A little bit of research on your part rather than getting others to do it for you, should see you riding the route you want. Have you not heard of maps? You don't even need to use these as there is now Google. I think that basically you want a travel agent or cycling holiday company such as Headwater to provide you a packaged tour. Are you going to ride supported or un-supported the latter you will have to carry your own stuff? Headwater can carry all your gear between start and end points for each day and arrange all accommodation.


----------



## andym (1 Apr 2013)

Crankarm said:


> A little bit of research on your part rather than getting others to do it for you, should see you riding the route you want. Have you not heard of maps? You don't even need to use these as there is now Google.


 
Erm going wee bit over the top there don't you think?

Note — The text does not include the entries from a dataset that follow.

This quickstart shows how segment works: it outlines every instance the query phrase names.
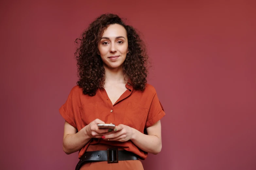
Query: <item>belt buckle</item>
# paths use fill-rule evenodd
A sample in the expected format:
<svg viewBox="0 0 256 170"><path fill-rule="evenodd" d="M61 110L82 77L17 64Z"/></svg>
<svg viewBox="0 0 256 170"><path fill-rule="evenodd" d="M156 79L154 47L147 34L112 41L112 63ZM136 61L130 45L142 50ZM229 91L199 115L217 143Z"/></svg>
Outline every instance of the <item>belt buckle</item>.
<svg viewBox="0 0 256 170"><path fill-rule="evenodd" d="M113 160L111 161L110 157ZM108 149L108 163L118 163L118 149L117 148Z"/></svg>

Try googling for Eurovelo 8 and you'll see how little information there is around (hence the OP asking on here). And the same is true for most other eurovelo routes. Which is such a shame as the concept is extremely attractive. Look at the map that psmiffy has posted - it looks wonderful, but try getting any more detailed information (although thanks to this site: there's a lot more information available than there was even a few months ago).


----------



## fatblokish (4 Apr 2013)

andym said:


> (although thanks to this site: there's a lot more information available than there was even a few months ago).


 
Some of them North Sea routes look a little fishy...


----------



## Spinney (20 Jul 2013)

Crankarm said:


> A little bit of research on your part rather than getting others to do it for you, should see you riding the route you want. Have you not heard of maps? You don't even need to use these as there is now Google. I think that basically you want a travel agent or cycling holiday company such as Headwater to provide you a packaged tour. Are you going to ride supported or un-supported the latter you will have to carry your own stuff? Headwater can carry all your gear between start and end points for each day and arrange all accommodation.


 
The OP seems a perfectly acceptable request for opinions/recommendations to me. No need to be so harsh about it - plenty of other people ask for route recommendations. If you don't have any info/don't want to give any info, you are not obliged to reply...


----------